Seitens der Verwaltung wird abschließend angemerkt, dass die Vermittlung und Belegung von Sozialmietwohnungen nach den Kriterien der Vormerk- und Belegungsrichtlinien erfolgt. Kriterien sind insbesondere die Dringlichkeit und die Wartezeit. Das Punktesystem hat sich bewährt und sorgt für eine angemessene Berücksichtigung aller betroffenen Wohnungssuchenden mit einem Wohnberechtigungsschein A. Dabei werden Familien und Alleinerziehende in Sozialhotels mit einer entsprechend hohen Wertigkeit in der Vormerkdatei berücksichtigt.
Zu Ziffer 3
Um drohenden Wohnungsverlust abzuwenden und den Erhalt der Wohnung langfristig zu sichern, werden Stuttgarter Bürgerinnen und Bürger von der Fachstelle Wohnungssicherung im Sachgebiet Städtische Wohnungsnotfallhilfe des Sozialamts der Landeshauptstadt Stuttgart durch Beratung und Erschließung von finanziellen Hilfen unterstützt.
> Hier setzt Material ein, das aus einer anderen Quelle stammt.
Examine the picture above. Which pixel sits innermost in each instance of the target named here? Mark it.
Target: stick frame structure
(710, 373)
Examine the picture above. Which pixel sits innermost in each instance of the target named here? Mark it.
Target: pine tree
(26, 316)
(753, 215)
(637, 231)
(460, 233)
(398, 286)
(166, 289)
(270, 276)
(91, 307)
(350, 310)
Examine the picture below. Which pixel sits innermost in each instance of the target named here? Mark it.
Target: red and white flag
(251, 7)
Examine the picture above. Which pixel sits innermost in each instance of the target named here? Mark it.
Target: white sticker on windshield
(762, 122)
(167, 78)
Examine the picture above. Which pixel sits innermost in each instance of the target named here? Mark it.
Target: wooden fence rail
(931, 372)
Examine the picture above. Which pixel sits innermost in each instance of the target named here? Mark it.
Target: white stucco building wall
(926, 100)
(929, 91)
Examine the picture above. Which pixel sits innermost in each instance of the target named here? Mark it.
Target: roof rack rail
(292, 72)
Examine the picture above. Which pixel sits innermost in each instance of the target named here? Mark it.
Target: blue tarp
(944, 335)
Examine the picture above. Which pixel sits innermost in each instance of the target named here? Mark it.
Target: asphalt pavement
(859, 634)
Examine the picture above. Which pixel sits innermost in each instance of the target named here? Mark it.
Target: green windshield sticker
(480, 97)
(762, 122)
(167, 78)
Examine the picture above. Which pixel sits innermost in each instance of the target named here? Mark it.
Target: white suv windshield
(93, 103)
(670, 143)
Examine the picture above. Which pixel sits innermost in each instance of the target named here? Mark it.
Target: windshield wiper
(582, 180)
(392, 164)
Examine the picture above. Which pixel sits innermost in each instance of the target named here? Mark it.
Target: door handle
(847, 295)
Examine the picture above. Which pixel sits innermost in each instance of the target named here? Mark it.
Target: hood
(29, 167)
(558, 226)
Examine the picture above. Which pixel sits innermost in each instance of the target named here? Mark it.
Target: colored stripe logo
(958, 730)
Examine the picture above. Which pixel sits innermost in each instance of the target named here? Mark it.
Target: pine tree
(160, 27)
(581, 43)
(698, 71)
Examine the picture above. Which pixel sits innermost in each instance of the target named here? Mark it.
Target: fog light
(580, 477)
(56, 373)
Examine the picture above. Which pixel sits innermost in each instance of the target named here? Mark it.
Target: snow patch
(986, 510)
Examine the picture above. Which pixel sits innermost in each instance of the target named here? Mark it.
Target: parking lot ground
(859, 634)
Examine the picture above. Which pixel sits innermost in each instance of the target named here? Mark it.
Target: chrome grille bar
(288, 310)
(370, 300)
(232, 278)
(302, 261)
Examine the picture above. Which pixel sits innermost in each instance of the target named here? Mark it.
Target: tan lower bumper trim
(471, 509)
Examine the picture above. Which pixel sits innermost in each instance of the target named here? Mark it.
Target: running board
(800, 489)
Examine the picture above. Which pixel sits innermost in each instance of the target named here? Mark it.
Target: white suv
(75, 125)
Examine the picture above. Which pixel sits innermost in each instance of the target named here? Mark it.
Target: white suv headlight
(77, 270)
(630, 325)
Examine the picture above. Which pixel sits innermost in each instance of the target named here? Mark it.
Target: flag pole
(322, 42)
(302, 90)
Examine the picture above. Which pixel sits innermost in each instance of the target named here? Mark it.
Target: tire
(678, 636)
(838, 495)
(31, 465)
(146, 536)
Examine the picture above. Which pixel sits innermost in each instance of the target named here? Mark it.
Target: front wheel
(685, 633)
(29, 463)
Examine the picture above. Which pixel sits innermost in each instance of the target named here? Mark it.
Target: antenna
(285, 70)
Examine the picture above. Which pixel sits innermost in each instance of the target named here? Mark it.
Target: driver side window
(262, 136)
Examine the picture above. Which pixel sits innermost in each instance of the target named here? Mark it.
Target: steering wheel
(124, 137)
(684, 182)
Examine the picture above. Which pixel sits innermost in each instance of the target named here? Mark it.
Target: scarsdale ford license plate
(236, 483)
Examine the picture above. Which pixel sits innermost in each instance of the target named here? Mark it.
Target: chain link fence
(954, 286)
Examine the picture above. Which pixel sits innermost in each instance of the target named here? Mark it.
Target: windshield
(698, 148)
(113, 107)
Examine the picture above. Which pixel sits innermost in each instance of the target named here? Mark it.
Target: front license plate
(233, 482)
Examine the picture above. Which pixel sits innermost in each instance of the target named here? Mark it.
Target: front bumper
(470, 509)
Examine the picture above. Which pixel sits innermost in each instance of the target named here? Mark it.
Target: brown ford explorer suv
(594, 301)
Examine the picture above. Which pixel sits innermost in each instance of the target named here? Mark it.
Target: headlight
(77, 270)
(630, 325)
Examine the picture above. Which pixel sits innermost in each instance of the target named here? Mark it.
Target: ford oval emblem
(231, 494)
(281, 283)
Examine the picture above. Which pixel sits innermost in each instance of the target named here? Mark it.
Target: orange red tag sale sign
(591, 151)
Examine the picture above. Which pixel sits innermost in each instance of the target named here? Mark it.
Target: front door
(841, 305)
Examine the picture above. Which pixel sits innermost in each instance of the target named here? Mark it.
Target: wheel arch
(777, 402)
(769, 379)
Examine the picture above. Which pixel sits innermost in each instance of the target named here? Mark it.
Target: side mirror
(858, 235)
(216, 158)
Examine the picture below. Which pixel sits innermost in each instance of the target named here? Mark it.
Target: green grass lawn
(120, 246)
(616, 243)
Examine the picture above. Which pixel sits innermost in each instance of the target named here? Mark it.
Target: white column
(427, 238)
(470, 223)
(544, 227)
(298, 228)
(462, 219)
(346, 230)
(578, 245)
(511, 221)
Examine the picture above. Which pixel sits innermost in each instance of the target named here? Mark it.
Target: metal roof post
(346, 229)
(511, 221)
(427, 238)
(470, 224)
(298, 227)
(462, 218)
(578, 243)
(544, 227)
Häufigster Grund für den drohenden Wohnungsverlust sind Mietschulden.
Wird bei Gericht eine Räumungsklage wegen Mietrückständen erhoben, erhält die Fachstelle zur Wohnungssicherung hierüber eine entsprechende Mitteilung. Hintergrund ist die Schutzvorschrift des § 569 III BGB. Danach wird eine fristlose Kündigung unwirksam, wenn sich eine öffentliche Stelle zur Übernahme der Mietschulden verpflichtet. Dies gilt nicht, wenn in den vergangenen zwei Jahren bereits Mietschulden nach § 569 III BGB übernommen wurden.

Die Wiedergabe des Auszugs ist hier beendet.